Mais la question de la transmission ne concerne pas seulement nos (futurs) enfants et petits-enfants ; la transmission peut se faire dans le sens inverse. Ainsi, le « type B » décrit dans l’étude, le généalogiste qui transmet, qui partage ses résultats et notamment en famille est le « type » dominant (43% des généalogistes sur les trois types présentés) et cette catégorie est d’autant plus importante que les liens familiaux sont forts. C’est par exemple mon cas et la transmission ne se fait pas auprès de mes enfants imaginaires, mais auprès de mes parents, de ma grand-mère ou encore de mes cousins. C’est pourquoi je pense que la transmission n’a pas d’âge et que, lorsque l’on a une famille, la transmission peut se faire entre frère et sœur, entre l’enfant et les parents voire entre les petits-enfants  et les grands-parents. Chez les moins de 35 ans, la transmission aux générations futures existe et peut être une motivation majeure, mais pourquoi ? Pour un peu changer, je vais prendre mon exemple, celui que je connais encore le mieux. Le désir de transmission aux futures générations peut être « spontané », c’est-à-dire qu’il peut venir du généalogiste qui va découvrir ce besoin, mais il peut être aussi « acquis » depuis longtemps. On m’a toujours beaucoup parlé de notre famille et ces paroles étaient incarnées par des objets, par du tangible : un tableau, des photos, des objets divers, des livres, des archives privées. Ces objets ont été transmis et j’ai toujours eu le sentiment qu’ils me seront confiés un jour, non pour en jouir mais pour les conserver au nom de mes ancêtres et les transmettre à mes descendants au nom de leurs aïeux. Et chacun apporte sa pierre à l’édifice, son cadeau aux futures générations. Ainsi ai-je toujours eu ce sentiment de transmission malgré un jeune âge et désormais la généalogie est perçue comme ma pierre la plus importante à cet imposant édifice.
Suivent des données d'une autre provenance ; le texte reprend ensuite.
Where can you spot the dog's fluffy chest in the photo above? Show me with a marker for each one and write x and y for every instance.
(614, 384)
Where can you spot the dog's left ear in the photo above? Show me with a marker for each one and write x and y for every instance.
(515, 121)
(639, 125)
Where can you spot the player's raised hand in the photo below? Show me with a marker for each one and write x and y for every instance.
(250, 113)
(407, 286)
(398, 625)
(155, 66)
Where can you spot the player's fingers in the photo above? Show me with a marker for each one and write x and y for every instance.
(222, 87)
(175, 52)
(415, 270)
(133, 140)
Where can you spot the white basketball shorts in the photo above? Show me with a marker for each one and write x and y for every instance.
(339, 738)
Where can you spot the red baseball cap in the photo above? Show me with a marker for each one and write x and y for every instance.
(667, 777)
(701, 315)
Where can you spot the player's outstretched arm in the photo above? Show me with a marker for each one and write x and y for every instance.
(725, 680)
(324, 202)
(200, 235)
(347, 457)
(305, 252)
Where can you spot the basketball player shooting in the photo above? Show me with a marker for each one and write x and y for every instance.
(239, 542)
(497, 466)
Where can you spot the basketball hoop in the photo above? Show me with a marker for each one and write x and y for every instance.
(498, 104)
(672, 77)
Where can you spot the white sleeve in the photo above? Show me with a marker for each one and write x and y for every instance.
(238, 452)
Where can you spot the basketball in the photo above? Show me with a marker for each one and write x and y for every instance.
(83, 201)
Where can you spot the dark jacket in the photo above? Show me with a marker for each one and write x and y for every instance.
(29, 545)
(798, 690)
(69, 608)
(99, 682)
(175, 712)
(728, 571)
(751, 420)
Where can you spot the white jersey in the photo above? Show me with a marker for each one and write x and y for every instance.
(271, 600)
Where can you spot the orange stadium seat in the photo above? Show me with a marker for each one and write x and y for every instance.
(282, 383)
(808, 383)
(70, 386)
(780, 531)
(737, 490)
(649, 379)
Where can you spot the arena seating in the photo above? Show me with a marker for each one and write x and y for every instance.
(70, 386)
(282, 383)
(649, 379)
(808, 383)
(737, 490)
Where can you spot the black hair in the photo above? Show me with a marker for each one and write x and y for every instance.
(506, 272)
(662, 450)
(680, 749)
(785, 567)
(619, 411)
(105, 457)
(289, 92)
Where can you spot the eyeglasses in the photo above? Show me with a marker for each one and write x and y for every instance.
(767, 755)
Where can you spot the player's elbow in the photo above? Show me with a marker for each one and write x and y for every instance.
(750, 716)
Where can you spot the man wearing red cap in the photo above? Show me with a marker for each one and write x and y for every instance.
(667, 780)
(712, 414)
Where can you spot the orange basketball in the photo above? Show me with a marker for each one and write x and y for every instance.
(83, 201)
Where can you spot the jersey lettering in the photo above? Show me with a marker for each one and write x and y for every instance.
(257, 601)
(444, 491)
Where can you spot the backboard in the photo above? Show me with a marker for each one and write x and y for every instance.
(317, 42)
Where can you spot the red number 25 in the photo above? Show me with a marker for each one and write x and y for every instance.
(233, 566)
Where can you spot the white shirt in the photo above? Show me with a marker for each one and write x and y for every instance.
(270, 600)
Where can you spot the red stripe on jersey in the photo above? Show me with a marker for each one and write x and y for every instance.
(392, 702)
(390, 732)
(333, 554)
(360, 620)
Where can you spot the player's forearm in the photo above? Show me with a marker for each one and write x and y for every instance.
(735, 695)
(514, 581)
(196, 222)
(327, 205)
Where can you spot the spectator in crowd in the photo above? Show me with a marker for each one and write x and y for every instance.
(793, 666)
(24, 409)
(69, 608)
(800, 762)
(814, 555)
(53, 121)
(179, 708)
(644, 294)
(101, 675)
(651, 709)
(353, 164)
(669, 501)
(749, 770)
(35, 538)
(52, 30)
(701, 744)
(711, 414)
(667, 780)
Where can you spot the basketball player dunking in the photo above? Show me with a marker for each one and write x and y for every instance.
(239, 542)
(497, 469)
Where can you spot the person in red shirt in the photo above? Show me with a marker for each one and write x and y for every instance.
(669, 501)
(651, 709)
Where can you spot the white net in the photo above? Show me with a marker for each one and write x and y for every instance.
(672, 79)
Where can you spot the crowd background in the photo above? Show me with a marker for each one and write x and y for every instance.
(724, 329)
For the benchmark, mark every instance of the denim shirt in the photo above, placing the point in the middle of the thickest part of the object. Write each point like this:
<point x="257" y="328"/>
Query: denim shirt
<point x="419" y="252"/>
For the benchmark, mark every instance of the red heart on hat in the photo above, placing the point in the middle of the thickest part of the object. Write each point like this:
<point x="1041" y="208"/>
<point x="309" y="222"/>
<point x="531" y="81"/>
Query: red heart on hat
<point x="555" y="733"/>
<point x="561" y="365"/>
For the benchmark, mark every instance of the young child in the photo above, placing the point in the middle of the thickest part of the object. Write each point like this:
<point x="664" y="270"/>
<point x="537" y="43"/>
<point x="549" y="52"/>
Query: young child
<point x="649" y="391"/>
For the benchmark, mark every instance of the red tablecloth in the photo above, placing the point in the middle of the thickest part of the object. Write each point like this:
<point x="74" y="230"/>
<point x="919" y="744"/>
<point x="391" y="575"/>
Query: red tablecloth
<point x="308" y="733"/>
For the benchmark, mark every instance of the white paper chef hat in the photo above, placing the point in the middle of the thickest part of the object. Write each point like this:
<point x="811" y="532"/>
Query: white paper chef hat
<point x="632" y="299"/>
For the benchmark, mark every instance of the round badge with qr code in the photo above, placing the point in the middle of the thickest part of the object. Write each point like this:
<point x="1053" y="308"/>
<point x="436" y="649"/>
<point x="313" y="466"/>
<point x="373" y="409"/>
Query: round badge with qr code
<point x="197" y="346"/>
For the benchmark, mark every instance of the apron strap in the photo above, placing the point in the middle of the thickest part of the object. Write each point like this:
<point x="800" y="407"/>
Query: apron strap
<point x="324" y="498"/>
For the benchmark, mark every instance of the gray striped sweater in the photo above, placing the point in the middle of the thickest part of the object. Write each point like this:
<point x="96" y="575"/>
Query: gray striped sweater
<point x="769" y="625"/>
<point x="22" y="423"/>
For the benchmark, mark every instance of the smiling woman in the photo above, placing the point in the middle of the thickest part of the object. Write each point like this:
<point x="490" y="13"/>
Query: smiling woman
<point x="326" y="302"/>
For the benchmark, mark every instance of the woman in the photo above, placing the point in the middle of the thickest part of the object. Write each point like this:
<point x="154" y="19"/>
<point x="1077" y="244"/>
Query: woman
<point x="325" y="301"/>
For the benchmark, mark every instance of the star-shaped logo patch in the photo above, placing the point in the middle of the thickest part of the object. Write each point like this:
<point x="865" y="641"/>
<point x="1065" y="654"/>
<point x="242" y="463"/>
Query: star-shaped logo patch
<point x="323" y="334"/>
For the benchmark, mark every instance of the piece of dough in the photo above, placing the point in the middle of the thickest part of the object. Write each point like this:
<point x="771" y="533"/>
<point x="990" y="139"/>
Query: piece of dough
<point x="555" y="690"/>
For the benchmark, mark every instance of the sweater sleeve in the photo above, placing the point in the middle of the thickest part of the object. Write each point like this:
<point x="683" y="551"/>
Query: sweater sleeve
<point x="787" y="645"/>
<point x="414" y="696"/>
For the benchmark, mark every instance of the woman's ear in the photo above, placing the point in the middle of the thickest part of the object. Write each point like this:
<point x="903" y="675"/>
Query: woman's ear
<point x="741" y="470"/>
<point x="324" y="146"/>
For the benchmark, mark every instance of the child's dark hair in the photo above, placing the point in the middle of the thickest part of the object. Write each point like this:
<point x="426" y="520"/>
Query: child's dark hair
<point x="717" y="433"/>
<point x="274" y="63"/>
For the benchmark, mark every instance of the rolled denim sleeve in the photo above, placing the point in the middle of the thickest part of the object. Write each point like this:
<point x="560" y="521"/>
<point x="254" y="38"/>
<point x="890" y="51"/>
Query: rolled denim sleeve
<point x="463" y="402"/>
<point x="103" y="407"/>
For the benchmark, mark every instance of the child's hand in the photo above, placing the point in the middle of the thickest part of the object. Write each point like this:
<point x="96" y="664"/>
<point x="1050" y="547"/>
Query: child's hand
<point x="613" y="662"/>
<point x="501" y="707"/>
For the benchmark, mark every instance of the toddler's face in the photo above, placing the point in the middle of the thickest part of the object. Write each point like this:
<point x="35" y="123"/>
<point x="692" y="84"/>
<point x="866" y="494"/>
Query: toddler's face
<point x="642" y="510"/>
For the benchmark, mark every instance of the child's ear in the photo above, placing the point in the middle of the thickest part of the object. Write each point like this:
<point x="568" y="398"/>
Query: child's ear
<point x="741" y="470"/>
En conclusion, je dirais, comme cela a été noté dans l’étude, que la généalogie touche des populations variées. C’est une passion qui arrive à dépasser le milieu social, l’âge et le sexe; il est donc d’autant plus difficile d’esquisser un portrait-robot commun à cette espèce hétérogène. Les travaux du professeur Desjeux ont le mérite d’éclaircir le sujet grâce à une approche universitaire. Bien sûr, il est fort improbable que l’on arrive un jour à faire un seul portrait pour tous les généalogistes et c’est aussi, à mon sens, ce qui fait le charme de cette activité; discuter avec des personnes dont l’âge est différent, le milieu social, les origines, mais aussi les tendances politiques (contrairement à l’idée reçue évoquée plus haut, l’équilibre entre les opinions politiques existe en généalogie) le niveau d’études (45% ont fait des études supérieures et 45% le brevet, BEP ou CAP). Au plus on creuse la question, au plus on se rend compte que la généalogie est un virus qui ne fait aucune différence entre les individus et tout comme l’exemple du jeune Clément dans le même numéro de La Revue Française de Généalogie, des amis viennent me voir pour discuter de généalogie et souhaitent s’y initier.

Et vous, vous sentez-vous proche de cette étude ? Que vous inspire-t-elle ? Comment percevez-vous les nouvelles générations de généalogistes?